Descending modulation of Fos expression after persistent peripheral inflammation.

The effects of spinal transection on Fos protein expression following complete Freund's adjuvant-induced hindpaw inflammation and hyperalgesia were studied. Fos-like immunoreactivity (LI) was used as a measure of neuronal activity in dorsal horn nociceptive pathways. Induction of Fos-LI in spinally transected rats with 3 days of hindpaw inflammation was significantly increased in ipsilateral lumbar (L 4,5) spinal cord, when compared with control animals with similar inflammation but an intact spinal cord. The contralateral side of spinally transected rats also showed significant induction of Fos-LI compared to the non-inflamed side of control rats. Since Fos induction provides an indication of the level of neuronal activity in response to a given stimulus, these results suggest that the net effect of brain stem descending pathways is to dampen central hyper-excitability in the spinal cord induced by tissue inflammation and hyperalgesia.

Increased Fos induction in adult rats that experienced neonatal peripheral inflammation.

The response to noxious stimulation was compared in adult rats that had peripheral inflammation as neonates and untreated rats. On postnatal day 1, rat pups experienced complete Freund's adjuvant (CFA)-induced inflammation of the left hind paw. At 8 weeks of age, these rats and neonatal untreated rats received a bilateral injection of CFA into their hind paws. Fos-like immunoreactivity (Fos-LI) was used as a measure of neuronal activity in dorsal horn nociceptive pathways. A significant increase in Fos-LI was found on the left side of the lumbar spinal cord of neonatal treated rats as compared to neonatal untreated rats. These results suggest that the experience of neonatal peripheral inflammation may result in an increase in the response of spinal cord neurons to peripheral inflammation as adults.
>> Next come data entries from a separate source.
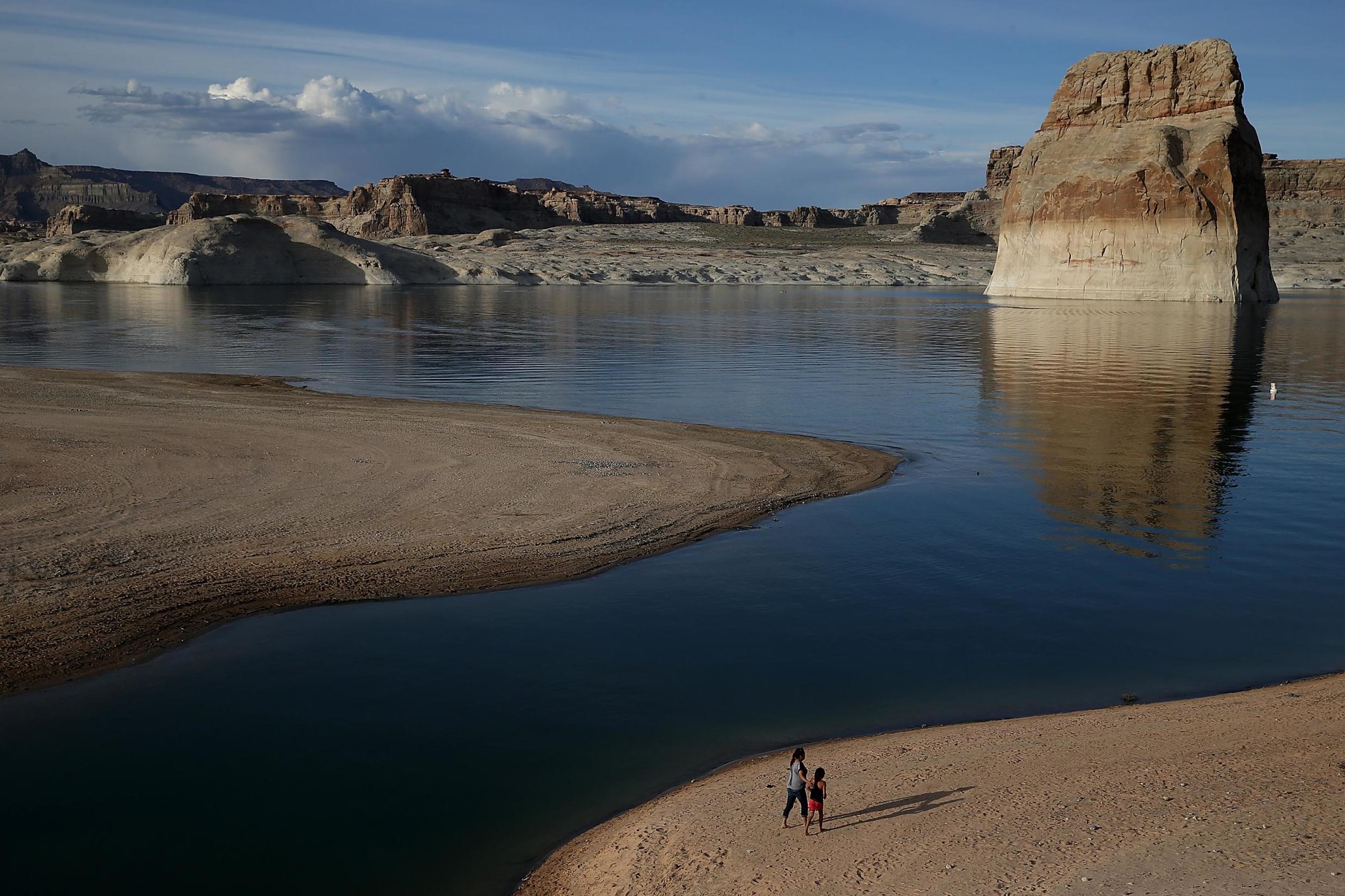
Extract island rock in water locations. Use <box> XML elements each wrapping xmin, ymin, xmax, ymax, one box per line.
<box><xmin>986</xmin><ymin>39</ymin><xmax>1279</xmax><ymax>302</ymax></box>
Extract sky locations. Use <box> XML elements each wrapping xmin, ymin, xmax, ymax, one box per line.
<box><xmin>0</xmin><ymin>0</ymin><xmax>1345</xmax><ymax>209</ymax></box>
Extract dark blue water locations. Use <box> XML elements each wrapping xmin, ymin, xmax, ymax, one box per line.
<box><xmin>0</xmin><ymin>285</ymin><xmax>1345</xmax><ymax>893</ymax></box>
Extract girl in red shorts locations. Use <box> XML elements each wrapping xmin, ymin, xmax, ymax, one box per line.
<box><xmin>803</xmin><ymin>768</ymin><xmax>827</xmax><ymax>837</ymax></box>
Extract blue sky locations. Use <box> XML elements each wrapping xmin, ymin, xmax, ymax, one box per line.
<box><xmin>0</xmin><ymin>0</ymin><xmax>1345</xmax><ymax>209</ymax></box>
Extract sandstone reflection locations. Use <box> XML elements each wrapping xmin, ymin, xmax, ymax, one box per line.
<box><xmin>986</xmin><ymin>299</ymin><xmax>1272</xmax><ymax>556</ymax></box>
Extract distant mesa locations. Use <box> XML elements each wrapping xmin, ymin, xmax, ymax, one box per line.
<box><xmin>986</xmin><ymin>39</ymin><xmax>1279</xmax><ymax>302</ymax></box>
<box><xmin>160</xmin><ymin>168</ymin><xmax>965</xmax><ymax>239</ymax></box>
<box><xmin>0</xmin><ymin>149</ymin><xmax>345</xmax><ymax>225</ymax></box>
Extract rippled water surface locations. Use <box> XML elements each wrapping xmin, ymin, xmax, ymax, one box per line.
<box><xmin>0</xmin><ymin>285</ymin><xmax>1345</xmax><ymax>893</ymax></box>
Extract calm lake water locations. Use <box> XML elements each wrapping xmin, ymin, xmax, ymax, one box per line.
<box><xmin>0</xmin><ymin>285</ymin><xmax>1345</xmax><ymax>893</ymax></box>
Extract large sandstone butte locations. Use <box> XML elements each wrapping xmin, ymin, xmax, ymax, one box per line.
<box><xmin>986</xmin><ymin>39</ymin><xmax>1279</xmax><ymax>302</ymax></box>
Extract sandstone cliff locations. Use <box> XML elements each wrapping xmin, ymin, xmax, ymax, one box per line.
<box><xmin>47</xmin><ymin>206</ymin><xmax>164</xmax><ymax>237</ymax></box>
<box><xmin>986</xmin><ymin>146</ymin><xmax>1022</xmax><ymax>199</ymax></box>
<box><xmin>0</xmin><ymin>215</ymin><xmax>443</xmax><ymax>285</ymax></box>
<box><xmin>986</xmin><ymin>39</ymin><xmax>1278</xmax><ymax>302</ymax></box>
<box><xmin>168</xmin><ymin>169</ymin><xmax>963</xmax><ymax>239</ymax></box>
<box><xmin>0</xmin><ymin>149</ymin><xmax>344</xmax><ymax>222</ymax></box>
<box><xmin>1263</xmin><ymin>155</ymin><xmax>1345</xmax><ymax>227</ymax></box>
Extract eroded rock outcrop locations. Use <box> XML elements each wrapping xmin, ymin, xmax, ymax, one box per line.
<box><xmin>986</xmin><ymin>39</ymin><xmax>1279</xmax><ymax>302</ymax></box>
<box><xmin>986</xmin><ymin>146</ymin><xmax>1022</xmax><ymax>199</ymax></box>
<box><xmin>0</xmin><ymin>149</ymin><xmax>344</xmax><ymax>222</ymax></box>
<box><xmin>0</xmin><ymin>215</ymin><xmax>443</xmax><ymax>287</ymax></box>
<box><xmin>1263</xmin><ymin>155</ymin><xmax>1345</xmax><ymax>227</ymax></box>
<box><xmin>47</xmin><ymin>206</ymin><xmax>164</xmax><ymax>237</ymax></box>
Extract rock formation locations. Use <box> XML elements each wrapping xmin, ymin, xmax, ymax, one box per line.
<box><xmin>0</xmin><ymin>215</ymin><xmax>444</xmax><ymax>287</ymax></box>
<box><xmin>911</xmin><ymin>146</ymin><xmax>1022</xmax><ymax>245</ymax></box>
<box><xmin>986</xmin><ymin>146</ymin><xmax>1022</xmax><ymax>199</ymax></box>
<box><xmin>1263</xmin><ymin>155</ymin><xmax>1345</xmax><ymax>227</ymax></box>
<box><xmin>0</xmin><ymin>149</ymin><xmax>344</xmax><ymax>222</ymax></box>
<box><xmin>986</xmin><ymin>39</ymin><xmax>1279</xmax><ymax>302</ymax></box>
<box><xmin>168</xmin><ymin>169</ymin><xmax>963</xmax><ymax>239</ymax></box>
<box><xmin>47</xmin><ymin>206</ymin><xmax>164</xmax><ymax>237</ymax></box>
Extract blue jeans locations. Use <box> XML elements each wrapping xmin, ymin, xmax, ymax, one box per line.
<box><xmin>780</xmin><ymin>787</ymin><xmax>808</xmax><ymax>820</ymax></box>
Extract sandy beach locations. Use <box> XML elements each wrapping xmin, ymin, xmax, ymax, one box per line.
<box><xmin>519</xmin><ymin>674</ymin><xmax>1345</xmax><ymax>896</ymax></box>
<box><xmin>0</xmin><ymin>367</ymin><xmax>896</xmax><ymax>693</ymax></box>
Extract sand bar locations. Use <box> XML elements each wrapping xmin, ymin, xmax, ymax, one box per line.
<box><xmin>0</xmin><ymin>367</ymin><xmax>896</xmax><ymax>693</ymax></box>
<box><xmin>519</xmin><ymin>675</ymin><xmax>1345</xmax><ymax>896</ymax></box>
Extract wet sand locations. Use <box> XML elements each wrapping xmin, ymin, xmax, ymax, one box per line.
<box><xmin>519</xmin><ymin>674</ymin><xmax>1345</xmax><ymax>896</ymax></box>
<box><xmin>0</xmin><ymin>367</ymin><xmax>896</xmax><ymax>693</ymax></box>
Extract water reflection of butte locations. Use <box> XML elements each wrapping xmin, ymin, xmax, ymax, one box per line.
<box><xmin>986</xmin><ymin>299</ymin><xmax>1271</xmax><ymax>556</ymax></box>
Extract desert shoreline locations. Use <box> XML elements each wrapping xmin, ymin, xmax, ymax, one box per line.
<box><xmin>0</xmin><ymin>366</ymin><xmax>900</xmax><ymax>697</ymax></box>
<box><xmin>511</xmin><ymin>670</ymin><xmax>1345</xmax><ymax>896</ymax></box>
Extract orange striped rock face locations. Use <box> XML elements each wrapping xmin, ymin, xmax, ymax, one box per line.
<box><xmin>986</xmin><ymin>40</ymin><xmax>1279</xmax><ymax>302</ymax></box>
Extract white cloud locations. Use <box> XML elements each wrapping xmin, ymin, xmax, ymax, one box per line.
<box><xmin>63</xmin><ymin>75</ymin><xmax>982</xmax><ymax>207</ymax></box>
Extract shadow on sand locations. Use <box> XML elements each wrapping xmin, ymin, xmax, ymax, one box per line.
<box><xmin>827</xmin><ymin>786</ymin><xmax>975</xmax><ymax>830</ymax></box>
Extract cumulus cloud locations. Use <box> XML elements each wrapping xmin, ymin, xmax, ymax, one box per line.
<box><xmin>71</xmin><ymin>75</ymin><xmax>979</xmax><ymax>207</ymax></box>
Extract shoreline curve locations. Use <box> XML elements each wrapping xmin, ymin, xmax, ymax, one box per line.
<box><xmin>513</xmin><ymin>671</ymin><xmax>1345</xmax><ymax>896</ymax></box>
<box><xmin>0</xmin><ymin>366</ymin><xmax>900</xmax><ymax>697</ymax></box>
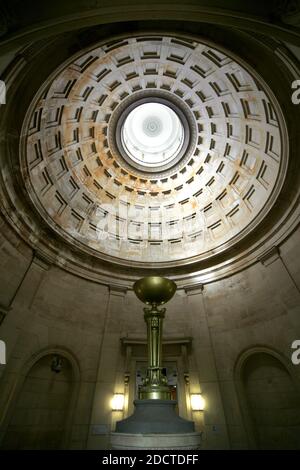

Immunocytochemical identification of axons containing coexistent serotonin and substance P in the cat lumbar spinal cord.

Axons containing both serotonin-like (5-HT)-LI and substance P-like (SP)-LI immunoreactivity were identified in all laminae of the cat spinal cord at the level of the lumbar enlargement. Using an immunologically-specific, double immunofluorescence method, coexistent 5-HT-LI and SP-LI immunoreactivity could be visualized in the same tissue section with appropriate FITC and rhodamine fluorescent filter sets. The fewest number of coexistent axons were observed in the superficial laminae of the dorsal horn, while their number increased in the more ventral dorsal horn laminae. Numerous coexistent axons were observed in the area adjacent to the central canal. The greatest number of coexistent axons was found in the ventral horn, especially in the motoneuronal cell groups. This study demonstrates that axons containing coexistent 5-HT-LI and SP-LI immunoreactivity are found in all laminae of the cat lumbar spinal cord and are thus involved in both sensory and motor functions. Their more frequent occurrence in the ventral horn suggests a greater role for coexistent 5-HT and SP in motor function. Since axons containing coexistent 5-HT and SP, and those containing only 5-HT, likely originate from different populations of neurons, our observations provide evidence for a diverse origin of descending 5-HT afferents to the different spinal laminae.